Preclinical research suggests that stimulation of α4β2 nicotinic cholinergic receptors would enhance attention and diminish fall risk.

We performed a successful target engagement study of the α4β2 nicotinic agonist varenicline (VCN; Chantix) in PET confirmed hypo cholinergic PD participants.

VCN treatment was well tolerated, had high α4β2 receptor occupancy, and produced relevant physiologic effects on gait and attention including reduced dual tasking cost during normal pace (npDTC) walking.

We propose a single-site phase II trial in PD participants with Mild Cognitive Impairment (PD-MCI) to address a rigorous go/no-go rule determining if a multi-center large scale efficacy trial is justified.

PD-MCI participants will be screened with [18F]FEOBV PET at the time of enrollment and only hypo cholinergic subjects will be randomized.

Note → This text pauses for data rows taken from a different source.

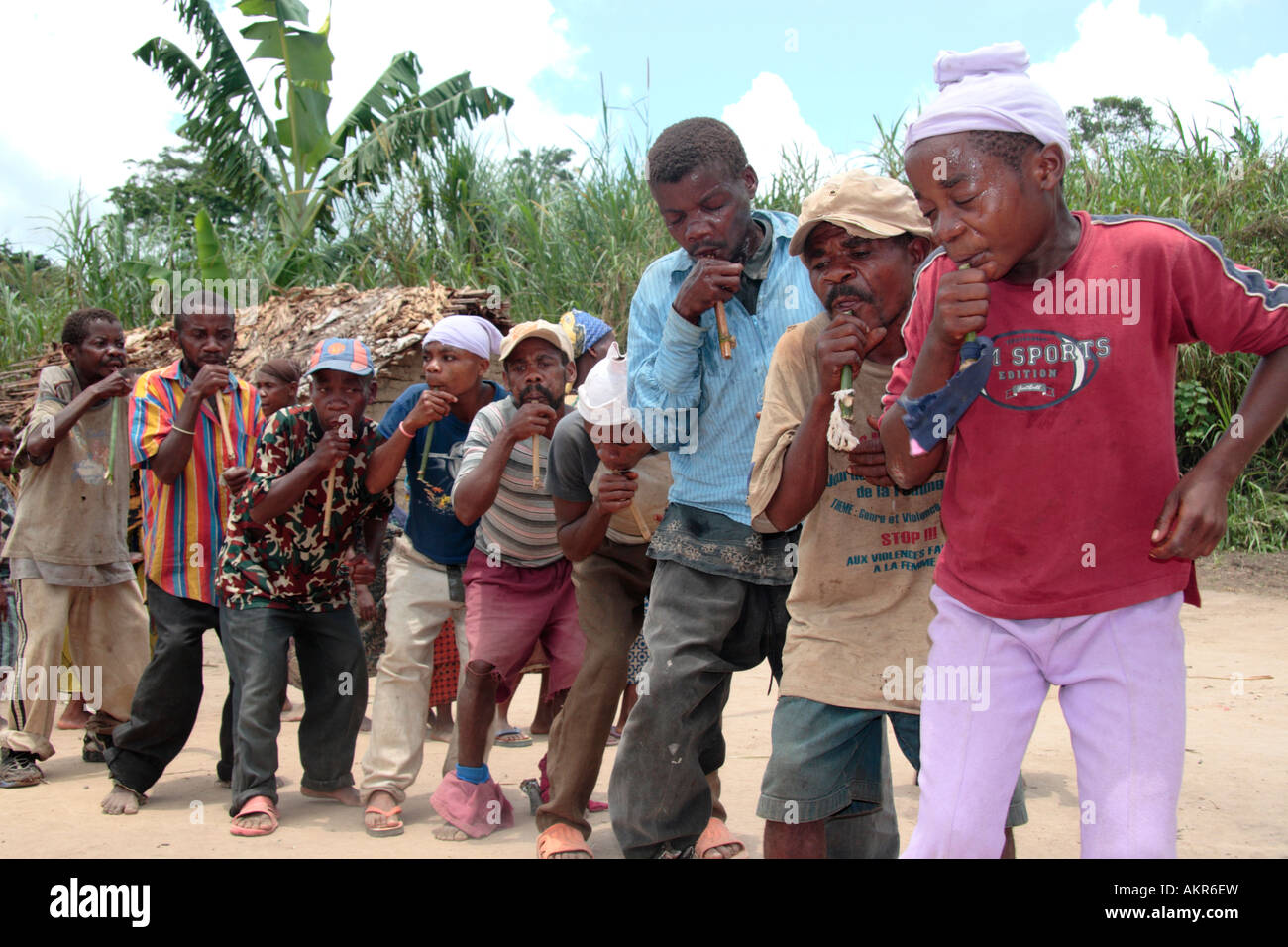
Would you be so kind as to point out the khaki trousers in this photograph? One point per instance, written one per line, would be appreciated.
(417, 603)
(108, 631)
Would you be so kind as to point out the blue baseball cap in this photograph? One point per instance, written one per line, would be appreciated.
(342, 355)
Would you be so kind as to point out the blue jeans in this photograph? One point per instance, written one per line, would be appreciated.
(334, 673)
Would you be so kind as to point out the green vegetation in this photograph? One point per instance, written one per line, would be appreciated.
(552, 235)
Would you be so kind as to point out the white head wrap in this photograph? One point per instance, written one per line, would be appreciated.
(990, 89)
(471, 333)
(601, 397)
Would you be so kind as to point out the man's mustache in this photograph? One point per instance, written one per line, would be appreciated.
(550, 398)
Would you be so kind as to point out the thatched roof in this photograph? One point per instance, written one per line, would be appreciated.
(390, 321)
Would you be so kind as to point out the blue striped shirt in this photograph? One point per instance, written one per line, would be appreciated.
(675, 367)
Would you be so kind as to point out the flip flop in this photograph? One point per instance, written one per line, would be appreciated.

In a double-masked, parallel-group trial of VCN vs placebo in PD-MCI participants, our primary endpoint will be the durability of VCN’s effect on relevant gait-attentional dual tasking performance.

An important secondary endpoint will be 1-year fall reduction in the range of the Minimal Clinically Important Difference (MCID).

We will explore the effect of the randomized varenicline intervention on a novel hierarchical composite endpoint of fall-related injuries, falls, and near-falls over 12 months as a future potential endpoint for fall intervention trials in PD.

If our hypotheses are verified, we will have critical evidence to justify a multicenter phase III efficacy trial of VCN for fall risk mitigation in PD.

Even with a negative outcome, we will introduce and test novel methods for future clinical trials aimed at fall risk mitigation in PD.